Neil Cavuto: You know, he (Ben Bernanke) will forever be remembered, fairly or not Governor, for that rescue in the fall of 2008 and judged historically on what he did then. And he argued, as did Tim Geithner yesterday in a grilling yesterday on capital hill ... talking about the Treasury Secretary Tim Geithner ... and most of that grilling as you know coming from fellow Democrats who said that "you know, we wasted a lot of money back then, and the proof is that they all paid the money back in short order." Tim Geithner's argument is that if we didn't do that then, we would have been in a free fall meltdown. Do you agree with that?
Governor Romney: Well, first of all if the money is being paid back, which it is, we didn't waste a lot of money back then. That was an investment made to try and keep a collapse of our entire financial system from occurring. I think that that's the case. I think that had President Bush, and Secretary Paulson, and Ben Bernanke not pushed for a TARP type program, we would have been in a free fall that would have caused not just the collapse of a few banks on wall street, but banks all across the country, killing not only a few jobs but all the jobs in this country.
That's what we were facing, and the TARP program kept that from occurring, and fortunately the money is now being repaid and that's the right thing to happen.
But the big loss ... and this is of course what a lot of folks are doing is diverting attention from the real failure of this last year, this lost year, where President Obama and Congress spent $787 billion dollars and got nothing to show for it.
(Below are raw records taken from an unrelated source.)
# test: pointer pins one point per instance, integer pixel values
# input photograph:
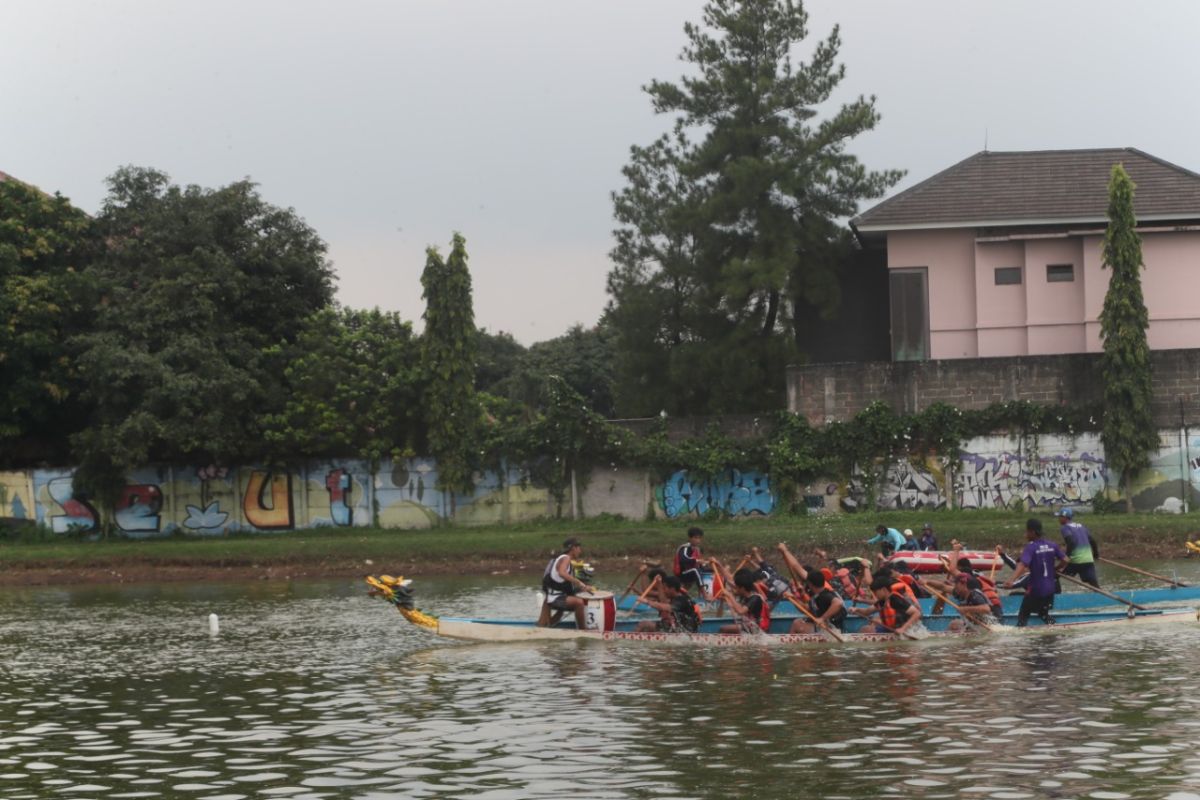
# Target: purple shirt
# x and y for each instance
(1039, 557)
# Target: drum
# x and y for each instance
(600, 611)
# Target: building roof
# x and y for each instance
(1037, 187)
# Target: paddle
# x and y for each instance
(1149, 575)
(1101, 591)
(816, 620)
(642, 596)
(970, 618)
(631, 584)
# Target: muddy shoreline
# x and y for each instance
(610, 570)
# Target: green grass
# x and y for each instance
(603, 539)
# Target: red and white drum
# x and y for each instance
(925, 561)
(600, 611)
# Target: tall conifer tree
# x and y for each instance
(448, 356)
(1128, 432)
(727, 224)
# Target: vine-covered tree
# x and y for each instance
(726, 226)
(41, 251)
(448, 358)
(1128, 431)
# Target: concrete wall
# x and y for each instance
(211, 500)
(827, 392)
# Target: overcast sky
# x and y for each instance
(389, 125)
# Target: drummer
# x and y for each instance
(562, 588)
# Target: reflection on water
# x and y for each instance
(315, 691)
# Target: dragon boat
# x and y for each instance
(604, 624)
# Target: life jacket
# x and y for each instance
(903, 587)
(688, 621)
(678, 561)
(989, 590)
(888, 617)
(551, 583)
(763, 620)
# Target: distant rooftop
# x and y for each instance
(1037, 187)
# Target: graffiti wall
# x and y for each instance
(736, 493)
(215, 500)
(1000, 473)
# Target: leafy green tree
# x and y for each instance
(195, 287)
(1128, 429)
(353, 389)
(727, 224)
(448, 358)
(498, 356)
(583, 358)
(41, 251)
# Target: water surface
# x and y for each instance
(313, 690)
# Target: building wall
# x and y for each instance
(838, 391)
(970, 316)
(948, 256)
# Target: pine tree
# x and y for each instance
(1128, 432)
(727, 223)
(448, 356)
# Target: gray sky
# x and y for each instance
(389, 125)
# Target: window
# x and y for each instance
(1007, 276)
(1060, 272)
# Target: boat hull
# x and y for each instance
(510, 631)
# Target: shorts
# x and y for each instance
(1085, 572)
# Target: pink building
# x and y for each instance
(1001, 254)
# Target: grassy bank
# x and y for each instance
(41, 558)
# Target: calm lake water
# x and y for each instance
(313, 690)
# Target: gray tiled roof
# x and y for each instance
(1037, 186)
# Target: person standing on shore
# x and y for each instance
(1081, 548)
(888, 539)
(1041, 559)
(928, 540)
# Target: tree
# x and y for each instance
(353, 388)
(727, 224)
(1128, 429)
(498, 356)
(448, 359)
(582, 358)
(193, 288)
(41, 251)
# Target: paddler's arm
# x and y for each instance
(835, 607)
(911, 618)
(792, 563)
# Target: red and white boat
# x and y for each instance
(928, 561)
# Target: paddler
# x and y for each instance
(678, 612)
(897, 613)
(825, 605)
(748, 603)
(1042, 560)
(1080, 546)
(690, 565)
(972, 602)
(562, 587)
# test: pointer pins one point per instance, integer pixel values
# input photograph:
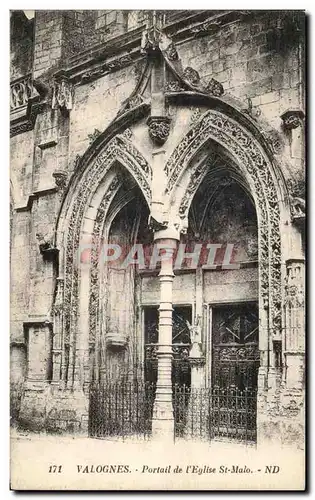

They said that they would hold unemployment to 8%, it rose to 10%. That was the number that was supposed to happen without that plan. Look, that was the failure here. TARP got paid back and it kept the financial system from collapsing.
Neil Cavuto: So you feel that it was well worth it?
Governor Romney: Well, it was the right thing to do. You know, I remember talking to Senator McCain when he was in the middle of a Presidential campaign when it came up. He said "Look, it is very bad politics to be for TARP, on the other hand it's the right thing for the country." That's why he voted for it, and that's why a lot of Republicans voted for it. They knew that it was bad politics, but they also realized that if we saw a cascade of bank failures, one after the other, after the other that the entire free economy would grind to a halt in this country and probably other parts of the world. We were on a precipice which now we can sit back and say "Aw, it wasn't that scary." Well frankly it was a very scary time for a lot of people.
And that's something which is resolved. But the bigger issue, which was not resolved, is how come this economy is not up and growing again and did the $787 billion dollar stimulus plan actually stimulate anything. Or, did it create a bigger debt burden that we're gonna have to pay for for many years to come.